The four-day, 150-mile journey to Philadelphia on horseback was markedly different from the march I’d participated in the year before. The heat was the same, as were the colors that lit the valleys, changed the leaves, and warmed the hills, but this time I rode at General Paterson’s side, and the tension I felt was entirely new. The general was careful to never look directly at me when others were around, but Agrippa sensed the disturbance immediately. He rode with Colonel Kosciuszko but sometimes fell back or spurred his horse forward, depending on his desire for certain company or a particular conversation. When General Paterson moved up beside General Howe for a brief conference, Agrippa drew his horse alongside mine.

“Did you upset the general again?” Agrippa asked me, frowning. “He’s not himself.”

“It is the constant mutinies.”

He scrunched up his face. “No. That’s something else. He’s on edge. And it’s always when you’re around, I noticed. I asked him if he wanted to make a switch.”

“Agrippa?”

“A switch. I take care of him. You take care of the colonel. He said that wasn’t necessary. But I’m wondering if it is.”

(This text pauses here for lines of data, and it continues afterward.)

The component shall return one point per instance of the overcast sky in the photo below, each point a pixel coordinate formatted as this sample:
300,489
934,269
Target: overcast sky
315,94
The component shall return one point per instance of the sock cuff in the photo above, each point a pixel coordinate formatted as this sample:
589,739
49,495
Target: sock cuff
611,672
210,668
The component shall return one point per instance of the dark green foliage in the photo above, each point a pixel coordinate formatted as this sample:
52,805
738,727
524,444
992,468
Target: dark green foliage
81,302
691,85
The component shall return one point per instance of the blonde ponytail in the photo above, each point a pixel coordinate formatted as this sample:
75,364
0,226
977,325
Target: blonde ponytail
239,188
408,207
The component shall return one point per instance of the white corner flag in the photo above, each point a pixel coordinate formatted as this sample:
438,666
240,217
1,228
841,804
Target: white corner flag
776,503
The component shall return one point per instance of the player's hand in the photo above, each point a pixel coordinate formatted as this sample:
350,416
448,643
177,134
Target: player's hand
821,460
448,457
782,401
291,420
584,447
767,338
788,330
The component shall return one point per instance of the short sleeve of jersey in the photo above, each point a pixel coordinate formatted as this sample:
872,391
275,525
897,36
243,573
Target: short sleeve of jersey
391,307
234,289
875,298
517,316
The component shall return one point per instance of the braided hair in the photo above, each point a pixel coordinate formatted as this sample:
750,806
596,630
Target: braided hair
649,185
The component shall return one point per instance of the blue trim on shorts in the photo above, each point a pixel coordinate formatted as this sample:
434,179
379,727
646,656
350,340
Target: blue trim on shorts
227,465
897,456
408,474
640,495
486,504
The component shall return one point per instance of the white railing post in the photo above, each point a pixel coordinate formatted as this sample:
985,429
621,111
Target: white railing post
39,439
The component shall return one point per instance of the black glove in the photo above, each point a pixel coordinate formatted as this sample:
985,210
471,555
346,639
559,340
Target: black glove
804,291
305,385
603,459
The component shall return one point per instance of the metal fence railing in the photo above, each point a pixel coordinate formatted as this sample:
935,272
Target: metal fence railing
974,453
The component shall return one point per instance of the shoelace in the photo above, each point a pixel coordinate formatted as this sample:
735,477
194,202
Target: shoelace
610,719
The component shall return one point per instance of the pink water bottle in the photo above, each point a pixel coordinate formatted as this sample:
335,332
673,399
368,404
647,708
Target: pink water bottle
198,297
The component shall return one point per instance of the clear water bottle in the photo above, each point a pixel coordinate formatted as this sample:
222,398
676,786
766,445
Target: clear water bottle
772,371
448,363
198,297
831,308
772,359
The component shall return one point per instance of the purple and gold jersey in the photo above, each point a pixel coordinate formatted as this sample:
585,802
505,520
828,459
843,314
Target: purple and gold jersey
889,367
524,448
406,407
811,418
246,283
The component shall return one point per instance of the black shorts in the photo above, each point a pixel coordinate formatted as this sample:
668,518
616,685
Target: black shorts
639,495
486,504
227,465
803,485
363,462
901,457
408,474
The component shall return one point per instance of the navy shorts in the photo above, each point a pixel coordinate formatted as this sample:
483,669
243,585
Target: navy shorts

I was stunned into silence, unable to protest, and Grippy saw my distress.

“You’ve taken good care of him,” he rushed to add. “If you didn’t, I would insist. The general is my best friend. He looks out for me. I look out for him. You do a good job, Bonny. But sometimes people just don’t mix. Oil and water.”

“It is my leg,” I blurted out. “He has tried to give me less to do so I will heal. I’ve argued with him on the matter. I am fine. But he won’t hear it.”